The Walk is an amazing high-Wire Cinematic Event
On August 7, 1974, French high-wire performance artist Philippe Petit did the unthinkable. He — along with the help of a group of several intrepid international recruits slung a wire a quarter of a mile above the Earth and then he walked between the Twin Towers of the World Trade Center. His walk was not sanctioned, and could have very easily resulted in tragedy, but — as it turns out — was quite probably the most amazing high-wire stunt ever pulled. His walk lasted for 45 minutes, during which time he made eight passes along the wire. During his astounding performance he walked, danced, lay down on the wire, and knelt to salute the watchers on the ground. There have been 12 people who have walked on the moon, but only one who ever traversed immense void between the twin towers of the World Trade Center.
What Came Before
Petit was born in Nemours, Seine-et-Marne, France. At an early age, he discovered magic and juggling, he also loved to climb, and at 16, he took his first steps on a tightrope wire. Then in June of 1971, he secretly installed a cable between the two towers of Notre Dame de Paris, and on the morning of June 26, 1971, he juggled balls and pranced back and forth as the crowd below applauded.
THE WALK - Official IMAX Trailer
The film itself begins with Petit (Gordon-Levitt) living in Paris and attempting to earn his keep as a street performer with juggling acts and wire walking, much to the chagrin of his father. He soon gets it into his head that it is his manifest destiny to make the walk between the Twin Towers in New York City. So Philippe returns to the circus where he was inspired him to wire walk as a child and practices under the tutelage of Papa Rudy (Kingsley), whom he impresses with his skills. Slowly, Petit gathers around him his troupe of co-conspirators and brings them over to his plan of walking between the towers. As the film progresses, we watch as Petit gains the skills to make his most amazing walk.
The Director's View
Director Robert Zemeckis — who gave us such CGI technical marvels as Forrest Gump, Cast Away, Back to the Future, and Flight once again utilizes cutting-edge technology in the service of an emotional-driven, powerfully-built, character-driven story that will have viewers riveted to the edge of their seats. Accessing innovative and photorealistic techniques as well as IMAX 3D wizardry, (along with top-flight performances from the cast) Zemeckis has delivered a true big-screen cinema adventure that will amazingly allow viewers the opportunity to viscerally experience the feeling of reaching up to and walking among the clouds.
Walking among the clouds
Building His Team
As Petit builds his team and makes his plans to walk between the towers, this is — for all intents and purposes — just another film about a historical event that took place in the not so distant past (FYI, this author of this article dimly recalled hearing of the event at the time it occurred), however, once Petit actually ascends the towers and begins his legendary walk, the event becomes transformed and becomes something that is truly amazing.
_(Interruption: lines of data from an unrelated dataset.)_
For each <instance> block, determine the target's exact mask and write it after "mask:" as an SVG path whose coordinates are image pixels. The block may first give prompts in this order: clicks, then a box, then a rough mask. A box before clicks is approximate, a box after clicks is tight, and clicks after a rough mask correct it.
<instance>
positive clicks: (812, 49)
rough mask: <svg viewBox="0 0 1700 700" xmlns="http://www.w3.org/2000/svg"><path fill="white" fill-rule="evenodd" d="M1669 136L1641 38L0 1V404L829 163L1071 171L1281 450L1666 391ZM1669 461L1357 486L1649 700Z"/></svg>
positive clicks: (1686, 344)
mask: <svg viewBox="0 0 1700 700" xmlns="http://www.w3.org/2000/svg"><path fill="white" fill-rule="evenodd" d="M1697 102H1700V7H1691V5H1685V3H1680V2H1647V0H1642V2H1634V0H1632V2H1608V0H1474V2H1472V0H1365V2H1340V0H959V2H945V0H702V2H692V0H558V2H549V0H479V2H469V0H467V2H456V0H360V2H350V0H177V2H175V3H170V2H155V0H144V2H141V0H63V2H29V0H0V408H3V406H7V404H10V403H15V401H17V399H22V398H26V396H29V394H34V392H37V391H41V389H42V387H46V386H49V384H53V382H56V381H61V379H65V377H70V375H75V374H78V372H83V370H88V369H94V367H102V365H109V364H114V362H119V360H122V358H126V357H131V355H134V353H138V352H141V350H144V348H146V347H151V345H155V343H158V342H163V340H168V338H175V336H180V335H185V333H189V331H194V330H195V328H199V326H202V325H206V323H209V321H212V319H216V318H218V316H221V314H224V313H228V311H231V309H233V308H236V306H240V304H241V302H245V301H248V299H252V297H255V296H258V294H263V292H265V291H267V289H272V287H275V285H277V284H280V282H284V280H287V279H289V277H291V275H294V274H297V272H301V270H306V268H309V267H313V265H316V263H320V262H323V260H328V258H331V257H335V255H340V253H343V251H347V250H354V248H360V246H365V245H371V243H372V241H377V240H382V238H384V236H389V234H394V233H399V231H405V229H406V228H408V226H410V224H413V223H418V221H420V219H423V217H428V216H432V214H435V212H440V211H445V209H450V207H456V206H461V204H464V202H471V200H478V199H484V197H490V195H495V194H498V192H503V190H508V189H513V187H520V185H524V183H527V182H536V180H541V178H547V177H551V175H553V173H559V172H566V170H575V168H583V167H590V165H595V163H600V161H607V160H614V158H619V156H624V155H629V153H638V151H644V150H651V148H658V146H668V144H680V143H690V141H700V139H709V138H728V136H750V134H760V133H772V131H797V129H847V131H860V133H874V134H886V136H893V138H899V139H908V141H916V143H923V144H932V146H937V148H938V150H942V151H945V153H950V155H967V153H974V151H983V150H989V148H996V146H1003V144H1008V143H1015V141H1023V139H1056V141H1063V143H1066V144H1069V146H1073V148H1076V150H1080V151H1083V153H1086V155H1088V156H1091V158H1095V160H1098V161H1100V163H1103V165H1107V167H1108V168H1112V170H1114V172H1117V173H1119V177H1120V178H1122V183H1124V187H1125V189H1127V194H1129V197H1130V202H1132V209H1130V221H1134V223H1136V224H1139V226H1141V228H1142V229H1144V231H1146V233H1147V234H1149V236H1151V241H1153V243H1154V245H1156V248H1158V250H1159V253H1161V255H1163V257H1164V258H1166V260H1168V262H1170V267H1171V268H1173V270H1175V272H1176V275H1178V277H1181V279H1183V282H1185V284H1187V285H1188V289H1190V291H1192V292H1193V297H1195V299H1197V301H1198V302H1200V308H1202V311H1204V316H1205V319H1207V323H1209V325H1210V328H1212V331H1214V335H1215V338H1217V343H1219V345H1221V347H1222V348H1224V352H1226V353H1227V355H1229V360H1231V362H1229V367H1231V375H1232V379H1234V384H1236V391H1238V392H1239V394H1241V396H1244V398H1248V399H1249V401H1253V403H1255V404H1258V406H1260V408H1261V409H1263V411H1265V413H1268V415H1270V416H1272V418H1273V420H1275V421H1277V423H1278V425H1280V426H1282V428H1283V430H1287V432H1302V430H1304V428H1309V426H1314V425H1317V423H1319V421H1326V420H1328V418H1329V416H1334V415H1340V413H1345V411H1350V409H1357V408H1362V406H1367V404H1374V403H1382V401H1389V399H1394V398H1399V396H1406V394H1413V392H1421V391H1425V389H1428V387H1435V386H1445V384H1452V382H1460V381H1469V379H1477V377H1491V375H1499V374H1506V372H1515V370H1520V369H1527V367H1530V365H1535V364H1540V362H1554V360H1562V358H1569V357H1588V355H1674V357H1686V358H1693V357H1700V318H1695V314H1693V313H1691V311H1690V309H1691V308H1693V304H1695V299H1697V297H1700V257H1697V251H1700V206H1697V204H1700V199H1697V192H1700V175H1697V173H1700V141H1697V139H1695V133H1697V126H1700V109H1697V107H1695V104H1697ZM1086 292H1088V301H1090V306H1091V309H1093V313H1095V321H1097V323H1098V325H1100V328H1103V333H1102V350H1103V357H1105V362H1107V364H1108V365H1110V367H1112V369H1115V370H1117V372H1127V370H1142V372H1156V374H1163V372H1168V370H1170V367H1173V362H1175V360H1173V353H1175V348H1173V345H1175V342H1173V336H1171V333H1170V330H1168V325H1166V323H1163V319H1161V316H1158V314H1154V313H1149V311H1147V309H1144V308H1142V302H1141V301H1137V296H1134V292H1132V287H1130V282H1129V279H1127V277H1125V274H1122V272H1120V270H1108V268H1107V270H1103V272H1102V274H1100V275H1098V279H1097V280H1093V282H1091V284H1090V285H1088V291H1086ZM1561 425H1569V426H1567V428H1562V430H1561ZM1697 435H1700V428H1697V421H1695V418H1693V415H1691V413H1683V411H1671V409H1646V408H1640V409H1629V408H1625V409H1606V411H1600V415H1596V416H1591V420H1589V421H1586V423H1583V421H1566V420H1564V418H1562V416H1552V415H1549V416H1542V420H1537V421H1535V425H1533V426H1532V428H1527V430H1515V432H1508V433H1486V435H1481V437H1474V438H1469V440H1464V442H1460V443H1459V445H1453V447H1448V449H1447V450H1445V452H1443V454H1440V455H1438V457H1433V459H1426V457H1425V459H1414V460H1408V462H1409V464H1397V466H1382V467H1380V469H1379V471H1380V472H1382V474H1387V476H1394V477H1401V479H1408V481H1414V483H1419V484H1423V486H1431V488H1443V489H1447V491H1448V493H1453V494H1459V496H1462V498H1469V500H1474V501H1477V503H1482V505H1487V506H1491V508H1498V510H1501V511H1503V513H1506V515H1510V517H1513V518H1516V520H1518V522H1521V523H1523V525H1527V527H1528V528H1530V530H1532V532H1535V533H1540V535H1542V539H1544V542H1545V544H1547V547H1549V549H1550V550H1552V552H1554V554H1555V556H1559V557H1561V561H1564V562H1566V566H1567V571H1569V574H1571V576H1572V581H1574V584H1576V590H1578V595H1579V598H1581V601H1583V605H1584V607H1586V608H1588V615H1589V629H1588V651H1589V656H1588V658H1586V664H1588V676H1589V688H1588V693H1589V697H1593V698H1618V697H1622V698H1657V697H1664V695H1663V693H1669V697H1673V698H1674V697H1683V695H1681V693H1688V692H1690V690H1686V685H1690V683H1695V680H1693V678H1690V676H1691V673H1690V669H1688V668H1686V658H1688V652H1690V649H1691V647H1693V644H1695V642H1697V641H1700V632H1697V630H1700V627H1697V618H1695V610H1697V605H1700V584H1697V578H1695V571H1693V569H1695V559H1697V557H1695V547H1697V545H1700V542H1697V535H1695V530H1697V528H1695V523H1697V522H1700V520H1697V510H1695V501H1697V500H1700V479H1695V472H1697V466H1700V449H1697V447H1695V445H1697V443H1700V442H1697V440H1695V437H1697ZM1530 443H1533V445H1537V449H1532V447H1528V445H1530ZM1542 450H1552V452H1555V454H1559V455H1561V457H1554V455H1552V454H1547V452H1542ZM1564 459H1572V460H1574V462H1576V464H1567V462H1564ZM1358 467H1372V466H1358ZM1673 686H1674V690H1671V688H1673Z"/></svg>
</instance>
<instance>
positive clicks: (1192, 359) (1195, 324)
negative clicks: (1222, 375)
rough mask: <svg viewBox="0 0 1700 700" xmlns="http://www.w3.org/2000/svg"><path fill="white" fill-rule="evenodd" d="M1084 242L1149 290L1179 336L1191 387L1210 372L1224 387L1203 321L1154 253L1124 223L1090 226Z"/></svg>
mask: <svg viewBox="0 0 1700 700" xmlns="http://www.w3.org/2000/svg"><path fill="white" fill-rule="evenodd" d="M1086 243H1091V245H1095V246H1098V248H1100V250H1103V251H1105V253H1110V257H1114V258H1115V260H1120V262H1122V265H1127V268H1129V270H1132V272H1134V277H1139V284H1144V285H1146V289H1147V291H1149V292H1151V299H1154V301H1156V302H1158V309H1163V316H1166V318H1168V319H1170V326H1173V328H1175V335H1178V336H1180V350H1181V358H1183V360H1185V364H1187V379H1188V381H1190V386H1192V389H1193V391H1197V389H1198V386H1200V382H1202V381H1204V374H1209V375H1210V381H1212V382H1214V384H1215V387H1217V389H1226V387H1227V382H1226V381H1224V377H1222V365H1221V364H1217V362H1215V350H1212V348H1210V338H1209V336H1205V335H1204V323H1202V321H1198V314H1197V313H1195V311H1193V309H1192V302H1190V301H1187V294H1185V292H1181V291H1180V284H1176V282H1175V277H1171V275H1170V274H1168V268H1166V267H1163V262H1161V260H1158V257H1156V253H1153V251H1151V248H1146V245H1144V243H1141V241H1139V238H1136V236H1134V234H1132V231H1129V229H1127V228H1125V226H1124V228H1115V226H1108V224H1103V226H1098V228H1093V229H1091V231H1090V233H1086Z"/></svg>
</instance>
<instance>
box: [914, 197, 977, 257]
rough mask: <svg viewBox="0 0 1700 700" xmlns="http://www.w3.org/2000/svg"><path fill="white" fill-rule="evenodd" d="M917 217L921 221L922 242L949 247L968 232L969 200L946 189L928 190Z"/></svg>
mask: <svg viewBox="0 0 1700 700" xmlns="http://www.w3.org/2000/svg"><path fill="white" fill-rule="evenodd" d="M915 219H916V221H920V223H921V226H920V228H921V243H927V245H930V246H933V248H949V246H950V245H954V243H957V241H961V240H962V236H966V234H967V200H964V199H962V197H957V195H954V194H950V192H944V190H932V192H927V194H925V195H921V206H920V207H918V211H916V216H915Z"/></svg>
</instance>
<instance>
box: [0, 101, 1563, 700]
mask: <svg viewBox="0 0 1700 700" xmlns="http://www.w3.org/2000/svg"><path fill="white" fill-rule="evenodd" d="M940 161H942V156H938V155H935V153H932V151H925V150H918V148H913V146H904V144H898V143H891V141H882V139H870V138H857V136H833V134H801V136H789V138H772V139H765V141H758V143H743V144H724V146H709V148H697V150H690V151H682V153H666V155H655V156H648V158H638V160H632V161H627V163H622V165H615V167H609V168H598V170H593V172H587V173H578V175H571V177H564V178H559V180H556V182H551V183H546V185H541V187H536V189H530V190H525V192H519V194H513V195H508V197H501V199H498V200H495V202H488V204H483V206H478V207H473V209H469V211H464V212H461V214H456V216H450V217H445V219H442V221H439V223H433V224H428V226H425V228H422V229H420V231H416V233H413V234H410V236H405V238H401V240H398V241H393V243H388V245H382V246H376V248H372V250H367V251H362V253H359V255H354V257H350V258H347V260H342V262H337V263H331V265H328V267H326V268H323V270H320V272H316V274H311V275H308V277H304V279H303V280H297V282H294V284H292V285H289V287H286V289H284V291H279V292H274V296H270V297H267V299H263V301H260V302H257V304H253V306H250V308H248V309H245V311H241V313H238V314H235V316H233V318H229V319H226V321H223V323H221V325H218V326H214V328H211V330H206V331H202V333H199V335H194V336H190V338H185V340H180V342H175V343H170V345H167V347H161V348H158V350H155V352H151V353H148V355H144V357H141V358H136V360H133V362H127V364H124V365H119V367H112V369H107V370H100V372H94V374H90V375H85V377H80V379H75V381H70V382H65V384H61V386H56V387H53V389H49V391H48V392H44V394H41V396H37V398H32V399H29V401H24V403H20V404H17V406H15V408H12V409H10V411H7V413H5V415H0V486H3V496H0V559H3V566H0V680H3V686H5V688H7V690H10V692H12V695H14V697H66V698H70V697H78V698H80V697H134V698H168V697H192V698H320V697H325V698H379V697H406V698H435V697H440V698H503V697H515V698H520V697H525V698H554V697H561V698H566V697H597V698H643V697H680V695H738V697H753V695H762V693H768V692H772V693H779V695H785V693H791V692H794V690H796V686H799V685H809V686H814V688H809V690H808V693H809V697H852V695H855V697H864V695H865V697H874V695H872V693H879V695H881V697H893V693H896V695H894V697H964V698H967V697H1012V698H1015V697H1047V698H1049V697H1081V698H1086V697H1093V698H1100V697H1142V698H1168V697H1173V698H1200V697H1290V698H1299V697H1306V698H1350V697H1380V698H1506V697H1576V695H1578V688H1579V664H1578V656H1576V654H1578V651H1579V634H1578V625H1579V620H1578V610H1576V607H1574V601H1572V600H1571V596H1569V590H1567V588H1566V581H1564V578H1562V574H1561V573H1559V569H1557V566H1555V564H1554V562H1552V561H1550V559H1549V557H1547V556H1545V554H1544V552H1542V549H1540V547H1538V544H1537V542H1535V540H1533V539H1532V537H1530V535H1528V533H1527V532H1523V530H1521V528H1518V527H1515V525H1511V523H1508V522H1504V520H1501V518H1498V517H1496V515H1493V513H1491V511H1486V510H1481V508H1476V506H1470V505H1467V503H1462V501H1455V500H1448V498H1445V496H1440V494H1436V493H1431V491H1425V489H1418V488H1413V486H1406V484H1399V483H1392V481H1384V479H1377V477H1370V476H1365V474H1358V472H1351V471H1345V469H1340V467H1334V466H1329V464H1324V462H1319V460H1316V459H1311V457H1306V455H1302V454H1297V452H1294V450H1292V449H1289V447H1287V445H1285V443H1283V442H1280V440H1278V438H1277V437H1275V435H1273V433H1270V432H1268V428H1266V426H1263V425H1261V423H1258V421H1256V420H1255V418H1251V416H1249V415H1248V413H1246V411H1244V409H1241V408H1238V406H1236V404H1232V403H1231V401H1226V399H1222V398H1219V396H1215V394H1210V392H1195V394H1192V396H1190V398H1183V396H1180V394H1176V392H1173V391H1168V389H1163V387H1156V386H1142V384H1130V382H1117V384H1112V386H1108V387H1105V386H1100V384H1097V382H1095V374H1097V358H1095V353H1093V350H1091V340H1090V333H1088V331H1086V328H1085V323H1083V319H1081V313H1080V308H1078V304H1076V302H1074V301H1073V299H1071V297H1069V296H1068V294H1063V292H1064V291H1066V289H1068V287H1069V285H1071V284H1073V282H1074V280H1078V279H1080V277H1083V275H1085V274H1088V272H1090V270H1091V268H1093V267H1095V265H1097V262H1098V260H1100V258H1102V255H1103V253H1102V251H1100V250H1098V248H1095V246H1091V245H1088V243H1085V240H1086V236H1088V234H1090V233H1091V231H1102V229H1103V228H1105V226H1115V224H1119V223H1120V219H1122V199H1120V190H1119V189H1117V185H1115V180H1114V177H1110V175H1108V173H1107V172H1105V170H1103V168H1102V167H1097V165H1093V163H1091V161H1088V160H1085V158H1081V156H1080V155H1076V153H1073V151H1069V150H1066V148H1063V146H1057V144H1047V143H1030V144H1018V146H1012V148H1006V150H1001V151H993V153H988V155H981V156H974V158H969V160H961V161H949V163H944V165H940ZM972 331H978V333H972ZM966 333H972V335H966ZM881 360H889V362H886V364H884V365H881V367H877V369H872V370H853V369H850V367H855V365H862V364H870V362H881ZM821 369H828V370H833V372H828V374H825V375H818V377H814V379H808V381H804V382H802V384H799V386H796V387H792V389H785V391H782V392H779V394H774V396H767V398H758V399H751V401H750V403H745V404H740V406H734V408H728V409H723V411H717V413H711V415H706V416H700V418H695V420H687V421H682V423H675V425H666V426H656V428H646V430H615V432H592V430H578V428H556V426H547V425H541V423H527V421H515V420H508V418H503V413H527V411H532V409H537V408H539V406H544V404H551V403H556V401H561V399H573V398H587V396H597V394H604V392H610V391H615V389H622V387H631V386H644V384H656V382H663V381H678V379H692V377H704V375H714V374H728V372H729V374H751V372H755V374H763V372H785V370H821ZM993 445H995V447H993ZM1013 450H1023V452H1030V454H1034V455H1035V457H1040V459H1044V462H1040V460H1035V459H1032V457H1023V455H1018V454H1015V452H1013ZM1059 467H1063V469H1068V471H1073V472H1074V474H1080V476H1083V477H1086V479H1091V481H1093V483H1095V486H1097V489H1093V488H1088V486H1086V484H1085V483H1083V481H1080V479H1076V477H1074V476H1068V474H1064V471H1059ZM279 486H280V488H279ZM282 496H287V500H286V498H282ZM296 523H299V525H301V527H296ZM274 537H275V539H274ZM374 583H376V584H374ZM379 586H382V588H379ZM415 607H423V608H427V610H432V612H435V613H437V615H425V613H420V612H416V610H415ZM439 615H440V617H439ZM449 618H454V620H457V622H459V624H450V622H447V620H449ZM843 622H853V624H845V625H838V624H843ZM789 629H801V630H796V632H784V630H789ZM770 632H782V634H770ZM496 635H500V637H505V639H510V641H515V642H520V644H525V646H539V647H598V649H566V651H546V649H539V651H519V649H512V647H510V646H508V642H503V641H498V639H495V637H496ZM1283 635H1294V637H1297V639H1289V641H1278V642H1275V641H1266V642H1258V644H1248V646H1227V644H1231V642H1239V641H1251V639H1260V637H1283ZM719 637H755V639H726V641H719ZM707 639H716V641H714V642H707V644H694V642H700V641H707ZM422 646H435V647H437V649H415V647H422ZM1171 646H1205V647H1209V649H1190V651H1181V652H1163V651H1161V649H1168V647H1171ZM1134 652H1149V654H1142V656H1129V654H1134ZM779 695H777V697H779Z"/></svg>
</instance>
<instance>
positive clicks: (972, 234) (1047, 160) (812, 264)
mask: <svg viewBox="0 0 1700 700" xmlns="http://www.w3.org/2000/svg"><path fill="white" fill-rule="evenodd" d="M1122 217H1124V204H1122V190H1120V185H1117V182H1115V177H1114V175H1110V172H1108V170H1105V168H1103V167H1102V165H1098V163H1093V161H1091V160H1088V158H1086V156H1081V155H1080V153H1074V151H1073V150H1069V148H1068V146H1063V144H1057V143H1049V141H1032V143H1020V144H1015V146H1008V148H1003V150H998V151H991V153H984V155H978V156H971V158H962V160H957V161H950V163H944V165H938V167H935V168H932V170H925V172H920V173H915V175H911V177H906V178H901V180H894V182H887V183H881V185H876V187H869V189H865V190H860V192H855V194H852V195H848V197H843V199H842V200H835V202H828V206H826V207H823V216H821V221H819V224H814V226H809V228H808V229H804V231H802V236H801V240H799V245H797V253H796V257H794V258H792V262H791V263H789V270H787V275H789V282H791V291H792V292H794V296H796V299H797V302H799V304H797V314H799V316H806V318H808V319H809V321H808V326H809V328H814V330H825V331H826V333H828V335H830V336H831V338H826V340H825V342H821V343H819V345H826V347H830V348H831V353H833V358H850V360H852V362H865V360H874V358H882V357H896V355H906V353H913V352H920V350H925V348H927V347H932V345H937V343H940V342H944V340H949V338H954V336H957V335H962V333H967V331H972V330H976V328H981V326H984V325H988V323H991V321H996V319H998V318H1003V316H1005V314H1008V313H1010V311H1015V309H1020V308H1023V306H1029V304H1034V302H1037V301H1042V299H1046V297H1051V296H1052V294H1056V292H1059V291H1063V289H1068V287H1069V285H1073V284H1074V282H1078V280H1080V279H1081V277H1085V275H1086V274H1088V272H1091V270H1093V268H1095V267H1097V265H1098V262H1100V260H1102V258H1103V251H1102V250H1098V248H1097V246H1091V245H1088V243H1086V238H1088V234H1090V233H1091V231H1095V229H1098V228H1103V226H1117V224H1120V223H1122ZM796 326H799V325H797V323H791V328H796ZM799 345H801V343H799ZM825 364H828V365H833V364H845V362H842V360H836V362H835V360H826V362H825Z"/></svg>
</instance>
Zemeckis access all his cinematic wizardry to deliver a truly magnificent cinematic event with this film. (We knew of the event, but until we watched the film, were unaware of how long Petit actually spent on the wire.)
A Helping Hand
Needless to say, the sheer awesomeness of simply being able to view the visual effects of even imagining yourself on a wire slung a quarter mile above the Earth between the Twin Towers is almost too much to bear. Truthfully, even though we all know how the high wire act wound up (Petit is arrested on site when he finally finishes his walk, but and his accomplices are eventually released with the promise that he will give a free high-wire walk in Central Park. Petit determines that he will remain in New York. The building manager also gives Petit a free pass to the observation decks of both towers, on the promise that he’ll never attempt to make the walk again.
Man on Wire
In 2008 a documentary was made about Petit's daring, but illegal, high-wire routine performed between New York City's World Trade Center's twin towers in 1974, what some consider, "the artistic crime of the century."